Truth: We dared. It was my sister-in-law Callie’s wedding weekend in North Carolina, and we couldn’t and wouldn’t have missed it for the world — No Spend Challenge or not.
Weddings, especially those that take place out of state, have the potential to be a high expense experience not only for those hosting, but also for guests. For Matt and me — groomsman and bridesmaid — the opportunities and temptations to spend were heightened even more.
After all, there were bridal brunches, groomsmen gatherings, last-minute toasts and rehearsal dinners to attend. In my old life, B.N.S (that’s “Before No Spend”) I would’ve NEEDED to go shopping for all new outfits to wear during the trip — at least one per outing and maybe a couple of backups just in case I wound up not feeling like wearing the ones I bought. The same applies to the heels.
Sounds a bit over-the-top? Maybe, but I’ve been described as being “extra” too many times to count. I’m choosing to believe it’s an abbreviation for ”extraordinary,” though it could be short for “extravagant.” Anyway, on this occasion the only extra was the money in my account; I drove past all my favorite stores and “shopped” my closet, rediscovering dresses and jumpsuits I could rewear and accessorize to create fresh new looks. Once I got to my mother-in-law’s house in Charlotte, I shopped her closet, too. No shame in my game.
Most wedding-related events were, thankfully, covered by the families of the bride and groom, so there were many delicious and free — though not fat-free — lunches and dinners. My dress and Matt’s suit had been custom-made and paid for months ago. The kids' outfits for the day, paid for by Yaya Phillis, had also been hanging in the closet for a while. And the gift was paid for long in advance, as well.
But, of course, as these things go, there were still several things that we weren’t able to cover ahead of time. This meant I couldn’t have my nails or my eyebrows done. I couldn’t take the kids to get haircuts, and Matt couldn’t buy a new beard oil scent to wear at the wedding for the first time as he likes doing on special occasions (though he was adamant about getting a fresh cut and beard trim before the wedding, which ran us $25 plus a $5 tip). And I, because I was in the bridal party, had to pay for professional hair and makeup for the day, which totaled $105.
But the most important part of it all isn’t what we spent on and what we didn’t spend on. The most important part is that we enjoyed such a wonderful love-filled time together with family.
Matt looked handsome. I felt beautiful. The kids were happy.
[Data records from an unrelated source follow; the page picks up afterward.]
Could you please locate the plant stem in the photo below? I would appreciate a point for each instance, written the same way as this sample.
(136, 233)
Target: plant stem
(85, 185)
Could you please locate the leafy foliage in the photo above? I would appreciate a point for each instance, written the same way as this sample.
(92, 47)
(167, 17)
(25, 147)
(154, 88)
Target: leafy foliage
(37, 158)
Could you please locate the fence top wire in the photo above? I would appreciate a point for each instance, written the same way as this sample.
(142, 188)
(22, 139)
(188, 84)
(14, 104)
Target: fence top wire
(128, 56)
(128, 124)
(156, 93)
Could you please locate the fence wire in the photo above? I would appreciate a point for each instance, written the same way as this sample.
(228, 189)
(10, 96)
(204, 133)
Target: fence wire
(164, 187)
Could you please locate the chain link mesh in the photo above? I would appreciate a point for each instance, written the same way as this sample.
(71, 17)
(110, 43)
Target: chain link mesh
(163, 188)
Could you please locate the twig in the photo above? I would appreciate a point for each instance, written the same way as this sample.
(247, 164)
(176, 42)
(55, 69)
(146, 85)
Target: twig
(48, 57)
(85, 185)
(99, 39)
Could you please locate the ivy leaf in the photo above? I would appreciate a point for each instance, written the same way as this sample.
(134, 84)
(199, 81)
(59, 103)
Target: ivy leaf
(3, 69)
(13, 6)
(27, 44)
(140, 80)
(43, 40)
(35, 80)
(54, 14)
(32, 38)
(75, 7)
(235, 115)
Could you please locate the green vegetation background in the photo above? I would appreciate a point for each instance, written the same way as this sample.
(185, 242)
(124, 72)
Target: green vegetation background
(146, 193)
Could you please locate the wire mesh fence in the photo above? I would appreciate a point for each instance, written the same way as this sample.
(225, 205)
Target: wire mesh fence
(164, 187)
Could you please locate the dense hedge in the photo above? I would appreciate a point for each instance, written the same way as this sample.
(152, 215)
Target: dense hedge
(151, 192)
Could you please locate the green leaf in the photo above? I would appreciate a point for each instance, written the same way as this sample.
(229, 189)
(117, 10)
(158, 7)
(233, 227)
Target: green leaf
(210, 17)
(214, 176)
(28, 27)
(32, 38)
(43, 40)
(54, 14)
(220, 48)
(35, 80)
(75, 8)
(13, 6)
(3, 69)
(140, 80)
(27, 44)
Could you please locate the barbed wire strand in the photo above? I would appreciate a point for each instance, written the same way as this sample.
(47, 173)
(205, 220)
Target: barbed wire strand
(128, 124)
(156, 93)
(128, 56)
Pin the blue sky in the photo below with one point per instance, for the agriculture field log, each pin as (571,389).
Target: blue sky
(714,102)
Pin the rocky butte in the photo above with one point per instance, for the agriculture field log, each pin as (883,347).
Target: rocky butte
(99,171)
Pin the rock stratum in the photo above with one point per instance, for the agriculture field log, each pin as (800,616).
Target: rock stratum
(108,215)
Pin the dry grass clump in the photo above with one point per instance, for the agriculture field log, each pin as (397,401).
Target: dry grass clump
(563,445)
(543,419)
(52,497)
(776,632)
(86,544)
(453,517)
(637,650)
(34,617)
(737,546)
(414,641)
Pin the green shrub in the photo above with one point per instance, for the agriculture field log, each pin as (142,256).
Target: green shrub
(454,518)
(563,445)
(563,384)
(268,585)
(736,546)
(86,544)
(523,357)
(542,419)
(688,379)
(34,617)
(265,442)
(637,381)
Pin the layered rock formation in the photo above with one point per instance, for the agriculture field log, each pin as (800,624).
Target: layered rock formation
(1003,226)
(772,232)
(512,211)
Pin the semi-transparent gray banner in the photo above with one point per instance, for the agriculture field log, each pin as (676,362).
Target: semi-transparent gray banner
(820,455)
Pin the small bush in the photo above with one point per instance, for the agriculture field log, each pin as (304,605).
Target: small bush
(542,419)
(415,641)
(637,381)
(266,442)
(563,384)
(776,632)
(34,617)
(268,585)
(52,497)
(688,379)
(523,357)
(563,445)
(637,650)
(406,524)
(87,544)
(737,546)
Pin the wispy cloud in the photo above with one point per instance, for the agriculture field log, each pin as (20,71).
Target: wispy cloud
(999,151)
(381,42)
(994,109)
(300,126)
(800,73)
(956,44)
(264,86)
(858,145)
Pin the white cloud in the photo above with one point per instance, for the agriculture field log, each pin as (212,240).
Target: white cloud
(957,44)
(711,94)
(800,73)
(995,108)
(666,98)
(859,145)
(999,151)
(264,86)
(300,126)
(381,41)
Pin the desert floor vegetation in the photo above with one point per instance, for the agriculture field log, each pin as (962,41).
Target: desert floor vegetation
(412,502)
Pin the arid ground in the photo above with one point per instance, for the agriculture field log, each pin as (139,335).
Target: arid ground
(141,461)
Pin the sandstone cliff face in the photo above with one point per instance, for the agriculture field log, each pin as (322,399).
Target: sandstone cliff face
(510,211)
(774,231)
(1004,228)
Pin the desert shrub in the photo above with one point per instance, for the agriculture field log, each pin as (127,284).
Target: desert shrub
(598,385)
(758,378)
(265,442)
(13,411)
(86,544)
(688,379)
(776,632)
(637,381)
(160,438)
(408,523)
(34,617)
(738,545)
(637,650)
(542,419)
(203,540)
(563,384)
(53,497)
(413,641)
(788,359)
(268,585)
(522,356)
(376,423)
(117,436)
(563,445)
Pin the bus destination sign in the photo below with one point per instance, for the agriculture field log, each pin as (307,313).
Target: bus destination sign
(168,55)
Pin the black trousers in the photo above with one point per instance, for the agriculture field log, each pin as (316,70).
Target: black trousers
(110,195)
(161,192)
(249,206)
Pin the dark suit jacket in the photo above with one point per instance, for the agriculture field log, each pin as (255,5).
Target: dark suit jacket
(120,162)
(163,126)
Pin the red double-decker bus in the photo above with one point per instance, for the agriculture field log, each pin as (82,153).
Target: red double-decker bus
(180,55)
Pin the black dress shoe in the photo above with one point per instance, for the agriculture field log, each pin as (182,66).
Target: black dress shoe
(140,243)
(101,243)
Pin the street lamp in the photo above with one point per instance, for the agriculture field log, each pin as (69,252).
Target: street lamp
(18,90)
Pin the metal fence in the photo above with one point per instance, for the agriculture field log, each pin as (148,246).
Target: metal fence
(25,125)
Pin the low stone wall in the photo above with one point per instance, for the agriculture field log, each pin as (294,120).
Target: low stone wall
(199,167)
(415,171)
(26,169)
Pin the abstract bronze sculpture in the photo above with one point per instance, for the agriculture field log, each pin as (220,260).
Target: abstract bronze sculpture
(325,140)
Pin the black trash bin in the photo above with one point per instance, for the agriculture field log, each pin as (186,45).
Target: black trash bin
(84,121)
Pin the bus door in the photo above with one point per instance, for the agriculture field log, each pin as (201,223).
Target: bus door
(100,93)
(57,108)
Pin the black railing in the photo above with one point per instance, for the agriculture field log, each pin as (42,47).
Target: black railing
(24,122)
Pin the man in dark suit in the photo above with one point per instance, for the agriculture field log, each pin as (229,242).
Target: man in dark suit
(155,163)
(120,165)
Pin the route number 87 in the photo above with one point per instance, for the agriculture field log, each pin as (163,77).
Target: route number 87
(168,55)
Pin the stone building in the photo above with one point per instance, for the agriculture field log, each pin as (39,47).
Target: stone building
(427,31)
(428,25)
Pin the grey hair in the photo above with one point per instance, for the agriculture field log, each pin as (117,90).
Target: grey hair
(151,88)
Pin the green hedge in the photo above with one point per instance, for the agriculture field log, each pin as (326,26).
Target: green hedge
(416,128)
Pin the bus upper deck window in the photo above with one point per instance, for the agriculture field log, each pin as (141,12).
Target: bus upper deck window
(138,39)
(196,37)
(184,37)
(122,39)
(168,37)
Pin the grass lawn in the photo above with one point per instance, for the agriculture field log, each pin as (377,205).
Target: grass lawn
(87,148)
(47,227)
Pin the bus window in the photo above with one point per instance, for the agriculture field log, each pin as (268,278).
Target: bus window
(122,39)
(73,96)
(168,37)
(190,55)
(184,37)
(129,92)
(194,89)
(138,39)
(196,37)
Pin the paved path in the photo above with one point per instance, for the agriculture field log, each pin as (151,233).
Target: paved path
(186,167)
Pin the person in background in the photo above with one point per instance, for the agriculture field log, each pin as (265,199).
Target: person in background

Matt’s sister Callie, the bride, was glowing and beaming just to have us there to share her special day alongside her and her groom, Aerris.
That’s one thing about this exercise in personal finance betterment, this No Spend Challenge, that I find invaluable: Learning what you don’t deem worthy of spending your hard-earned cash on. That, along with learning when, where and for whom you shouldn’t hesitate to bring out your wallet. This weekend was without a doubt a magical one. There just aren’t enough dollar signs that can represent the value of spending quality time with our loved ones.